The jubilation, the shouting, the dancing, the triumph of that day have been duly recorded. On the road back, another physicist thought Feynman was going to float through the roof of the bus. The bomb makers rejoiced and got drunk. They celebrated the thing, the device, the gadget. They were smart, can-do fellows. After two years in this red desert they had converted some matter into energy. The theorists, especially, had now tested an abstract blackboard science against the ultimate. First an idea—now fire. It was alchemy at last, an alchemy that changed metals rarer than gold into elements more baneful than lead.

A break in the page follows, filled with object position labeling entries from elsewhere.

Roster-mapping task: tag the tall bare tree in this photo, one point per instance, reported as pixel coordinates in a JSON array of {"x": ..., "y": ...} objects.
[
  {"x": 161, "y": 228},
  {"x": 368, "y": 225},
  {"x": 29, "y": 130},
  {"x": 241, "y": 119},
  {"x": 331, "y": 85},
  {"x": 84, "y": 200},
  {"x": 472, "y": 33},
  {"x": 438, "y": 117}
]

Later they remembered having had doubts. Oppenheimer, urbane and self-torturing aficionado of Eastern mysticism, said that as the fireball stretched across three miles of sky (while Feynman was thinking, "Clouds!") he had thought of a passage from the Bhagavad Gita, "Now I am become Death, the destroyer of worlds."
Posted by willymeaux
Member since Mar 2012
4755 posts
Posted on 7/16/14 at 3:41 pm to
"Now we are all sons of bitches."
Posted by Methuselah
On da Riva
Member since Jan 2005
23350 posts
Posted on 7/16/14 at 6:20 pm to
Well, since my dad was on the 2nd ship into Tokyo in what was thankfully then the occupation forces, I have one thing to say about the Atomic Bomb.

Posted by CroakaBait
Gulf Coast of the Land Mass
Member since Nov 2013
3978 posts
Posted on 7/16/14 at 9:24 pm to
I love the smell of radiation in the morning!
Posted by The Dudes Rug
Member since Nov 2004
13860 posts
Posted on 7/16/14 at 9:26 pm to
“The nuclear arms race is like two sworn enemies standing waist deep in gasoline, one with three matches, the other with five.”

-- Carl Sagan
This post was edited on 7/16/14 at 9:27 pm
Posted by Traveler
I'm not late-I'm early for tomorrow
Member since Sep 2003
24281 posts
Posted on 7/16/14 at 9:31 pm to
My Uncle was a machinist on The Project. He stayed out there after the war and retired with the Los Alamos National Laboratory. Regretfully, I never got a chance to talk to him about his involvement and what he knew.